O que se coloca em jogo, então, não é a possibilidade de eliminar algo que não seria uma vida humana, mas sim o conflito entre duas liberdades – a do embrião e àquela da mãe. É verdade que pode haver este conflito – e que, muitas vezes, existe de fato – mas, como víamos antes, a quem o Direito está chamado a defender? A vida de um ser inocente e indefeso ou a liberdade de uma mulher que não quer conceber este indivíduo (gerado por ela)? Quem é o mais débil, o mais fraco? Qual o bem maior – a vida de um ser, base de todos os demais direitos ou a liberdade de outro? Certamente o Direito – tal como foi concebido, com base em uma raiz natural – deveria defender aqui o direito básico à vida.
Que as nações chamadas de “Primeiro Mundo” tenham cometido este retrocesso civilizatório e jurídico não converte o aborto em sinal de progresso. É mais, seria um claro sinal de retrocesso. Há países na Europa cujo número de crianças abortadas supera o número de crianças nascidas. Falando só desde o ponto de vista econômico, não é esta uma das causas da crise europeia? Falta população que gere consumo interno, gerando produção e gerando emprego.
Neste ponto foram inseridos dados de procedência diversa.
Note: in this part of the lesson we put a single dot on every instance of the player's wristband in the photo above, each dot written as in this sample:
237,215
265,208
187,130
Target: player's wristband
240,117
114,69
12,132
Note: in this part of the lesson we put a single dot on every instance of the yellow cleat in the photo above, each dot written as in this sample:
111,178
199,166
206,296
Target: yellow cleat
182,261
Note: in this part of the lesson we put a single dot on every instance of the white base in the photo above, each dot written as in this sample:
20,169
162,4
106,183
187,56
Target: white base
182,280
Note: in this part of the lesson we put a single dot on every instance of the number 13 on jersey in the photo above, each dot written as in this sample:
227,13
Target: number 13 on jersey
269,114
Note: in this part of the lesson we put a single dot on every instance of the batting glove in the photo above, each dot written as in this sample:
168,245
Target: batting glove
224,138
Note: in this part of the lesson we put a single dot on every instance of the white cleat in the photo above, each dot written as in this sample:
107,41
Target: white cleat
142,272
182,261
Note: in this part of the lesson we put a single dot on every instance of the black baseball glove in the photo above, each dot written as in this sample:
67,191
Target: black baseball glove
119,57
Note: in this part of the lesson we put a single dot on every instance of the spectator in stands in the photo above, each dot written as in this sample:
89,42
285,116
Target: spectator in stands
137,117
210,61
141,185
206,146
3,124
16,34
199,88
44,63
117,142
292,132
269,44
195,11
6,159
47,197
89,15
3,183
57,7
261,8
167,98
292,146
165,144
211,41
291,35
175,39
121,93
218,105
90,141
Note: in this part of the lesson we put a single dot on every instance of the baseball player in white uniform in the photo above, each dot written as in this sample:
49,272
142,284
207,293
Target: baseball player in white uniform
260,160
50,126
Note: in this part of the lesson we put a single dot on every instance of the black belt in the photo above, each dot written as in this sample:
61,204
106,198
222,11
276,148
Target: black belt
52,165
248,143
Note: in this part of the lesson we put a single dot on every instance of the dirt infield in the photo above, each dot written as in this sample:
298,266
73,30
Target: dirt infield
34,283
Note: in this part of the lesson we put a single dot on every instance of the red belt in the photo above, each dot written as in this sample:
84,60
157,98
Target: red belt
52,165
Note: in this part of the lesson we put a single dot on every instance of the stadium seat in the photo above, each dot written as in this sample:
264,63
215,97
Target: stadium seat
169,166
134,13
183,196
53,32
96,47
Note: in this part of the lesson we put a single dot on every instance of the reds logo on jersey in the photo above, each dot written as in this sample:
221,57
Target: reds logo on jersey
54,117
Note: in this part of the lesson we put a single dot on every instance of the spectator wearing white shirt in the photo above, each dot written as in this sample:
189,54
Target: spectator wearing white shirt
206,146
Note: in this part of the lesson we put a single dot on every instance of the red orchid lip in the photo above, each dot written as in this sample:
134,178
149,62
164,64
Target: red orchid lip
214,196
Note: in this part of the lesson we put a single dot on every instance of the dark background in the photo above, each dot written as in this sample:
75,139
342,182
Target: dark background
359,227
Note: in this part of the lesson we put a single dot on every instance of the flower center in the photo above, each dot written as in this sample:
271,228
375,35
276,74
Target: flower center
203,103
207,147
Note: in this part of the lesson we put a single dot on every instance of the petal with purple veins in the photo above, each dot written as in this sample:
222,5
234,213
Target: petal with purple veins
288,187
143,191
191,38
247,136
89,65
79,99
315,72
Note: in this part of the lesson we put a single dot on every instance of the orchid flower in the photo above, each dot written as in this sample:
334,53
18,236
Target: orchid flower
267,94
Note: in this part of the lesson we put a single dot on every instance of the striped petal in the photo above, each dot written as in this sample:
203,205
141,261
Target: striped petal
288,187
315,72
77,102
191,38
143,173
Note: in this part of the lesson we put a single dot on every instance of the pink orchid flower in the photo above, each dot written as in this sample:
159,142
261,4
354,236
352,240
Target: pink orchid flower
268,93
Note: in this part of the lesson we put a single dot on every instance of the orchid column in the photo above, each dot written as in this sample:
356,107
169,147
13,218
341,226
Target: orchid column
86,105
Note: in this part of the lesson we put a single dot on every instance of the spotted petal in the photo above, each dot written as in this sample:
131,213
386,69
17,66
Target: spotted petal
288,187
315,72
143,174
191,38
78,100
A “cultura de morte” jamais gerou progresso. Gera egoísmo, falta de doação, falta de caridade. Que sociedade é essa “civilizada” que considera os filhos não como um bem, mas como um mero problema a ser eliminado? Que sociedade civilizada é essa que mata aos seus próprios filhos, cidadãos e membros desta mesma sociedade?
Para evitar este retrocesso em todos os sentidos – humanista, moral, ético, jurídico, social – é que o aborto não deveria ser aprovado no Brasil e em nenhum lugar do mundo.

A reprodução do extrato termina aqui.